What about the next feature request?
## Issues with directly mutating UI
* Related data needs to manually be synchronized
* Difficult to be modular
* Subsequent changes grow complexity exponentially
There's a better way...
## Declarative UI with React
* Store todos as data
* Direct mapping of data to elements
* Update stored state, not the elements themselves
[Example](http://codepen.io/jetpacmonkey/pen/gLLdeB?editors=0110)
## Tradeoffs?
* ~100 lines vs ~50
* More library overhead
* Questionable for such a simple app
Let's see how well it handles that spec change...

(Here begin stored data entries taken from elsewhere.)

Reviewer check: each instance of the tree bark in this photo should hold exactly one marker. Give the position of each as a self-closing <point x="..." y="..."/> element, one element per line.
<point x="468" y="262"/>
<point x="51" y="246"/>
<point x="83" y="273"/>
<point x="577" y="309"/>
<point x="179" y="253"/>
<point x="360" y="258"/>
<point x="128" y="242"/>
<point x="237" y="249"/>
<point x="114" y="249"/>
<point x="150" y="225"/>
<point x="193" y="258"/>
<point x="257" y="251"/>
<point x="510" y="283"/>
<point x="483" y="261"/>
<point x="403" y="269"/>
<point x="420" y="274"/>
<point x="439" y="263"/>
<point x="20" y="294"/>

[Example](http://codepen.io/jetpacmonkey/pen/QGGVXw?editors=0110)
## Key Benefits
* Child components don't know about each other (loose coupling)

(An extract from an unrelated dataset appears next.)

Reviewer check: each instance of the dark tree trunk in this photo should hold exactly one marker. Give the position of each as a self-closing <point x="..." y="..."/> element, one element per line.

* Separation of data from presentation
* New features don't have to change old ones
* Dev doesn't have to keep track of every possible code path

With a declarative style, we tell the machine what result we want,
not how to get there.
So how else can we be more declarative?
## Functional programming
We saw declarative UI, now let's look at a more declarative style for
functions themselves.
Functional programming, at its most basic, is defining everything in
terms of simple 1-to-1 transformations, with consistent outputs for
consistent inputs.
Some tools to help us define relationships more easily...
## Currying
Allows the programmer to only partially fill in the arguments of a
function, defining another function that takes the rest.
```
threeWords(a, b, c) {
return a + ' ' + b + ' ' + c;
}
twoWords = threeWords('hey'); // function that takes b and c
oneWord = twoWords('there'); // function that takes c
oneWord('world'); // 'hey there world'
```
## A more practical currying example
```
map(fn, arr) {
acc = [];
for (var i=0; i < arr.length; ++i) {
acc.push(fn(acc[i]));
}
return acc;
}
allPrices = map(item => item.price);
allPrices([{ price: 3 }, { price: 3.5 }]) // => [3, 3.5]
```
## Functional Composition
Combines functions together, so the result of one becomes the input
of the other.
`compose(f, g)(x) === f(g(x))`
Front-end team usually uses `_.flow`, which is the same thing
reversed.
`_.flow(f, g)(x) === g(f(x))`
Or, the way my mind tends to parse it...
```
tmp = f(x)
return g(tmp)
```
## Composition Example
```
min(arr) {
lowest = arr[0];
for (var i=1; i < arr.length; ++i) {
if (arr[i] < lowest) {
lowest = arr[i];
}
}
return lowest;
}
lowestPrice = _.flow(allPrices, min);
lowestPrice([{ price: 3 }, { price: 3.5 }]) // => 3
```
## Now let's look at that example again...
```javascript
const getLowestRegularShowtimePrice = _.flow(
fp.filter(hasRegularTickets),
fp.map(_.flow(
fp.get('regularTicketSections'),
fp.map('price'),
fp.min
)),
fp.min
);
```
## Some benefits of a functional, declarative style
* Modular
* Reusable
* Easily testable
* Easy memoization
## Summary
* Declarative style gives consistent, extensible code
* Currying gives convenient function factories
* Composition turns functions into building blocks
* FP is basically unicorn farts
Discussion!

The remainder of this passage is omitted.